Det Sgt O’Malley said Merriman became a person of interest in the investigation and gardai searched his home.

Forensic investigators found gunshot residue on the clothes that matched residue from the discharged cartridges found at the scene.

Following a further search of the home in May 2016, gardai discovered a sub-machine gun and 25 rounds of ammunition hidden in the attic. Det Sgt O’Malley said the sub-machine gun was not the gun used to shoot Mr Farnan. Merriman was sentenced in 2018 to five years in prison for possession of the firearm in suspicious circumstances.
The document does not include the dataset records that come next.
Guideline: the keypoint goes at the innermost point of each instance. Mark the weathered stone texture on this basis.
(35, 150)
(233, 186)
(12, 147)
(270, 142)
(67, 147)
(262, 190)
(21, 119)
He is still serving that sentence.

Sgt O’Malley said Merriman had been an accomplished footballer, playing with Peamount United in his early teens, but he drifted away and “became involved with individuals in Clondalkin”. Merriman started committing petty crimes and moved on to more serious crime after becoming involved with a criminal gang, the sergeant said.

Merriman’s previous convictions included theft, burglary, robbery, possession of knives, criminal damage, breach of the peace, intoxication in public and possession of drugs for sale or supply, the detective said.

Fiona Murphy SC, for Merriman, told the court that her client pleaded guilty as soon as it was clear that the DPP would accept the lesser charge. She said that her client’s offending was linked to his drug use but in prison, urinalysis shows he is drug free since January of this year.

She said he has spent almost one quarter of his life in custody but in 2020 he reached a turning point in his life. She said he is an enhanced prisoner with special duties and is considered by staff to be a model prisoner.

He has undertaken numerous courses while in prison. She said he went “off the rails” in his teens after his parents separated and is “paying for it dearly having been in custody for the last six years”.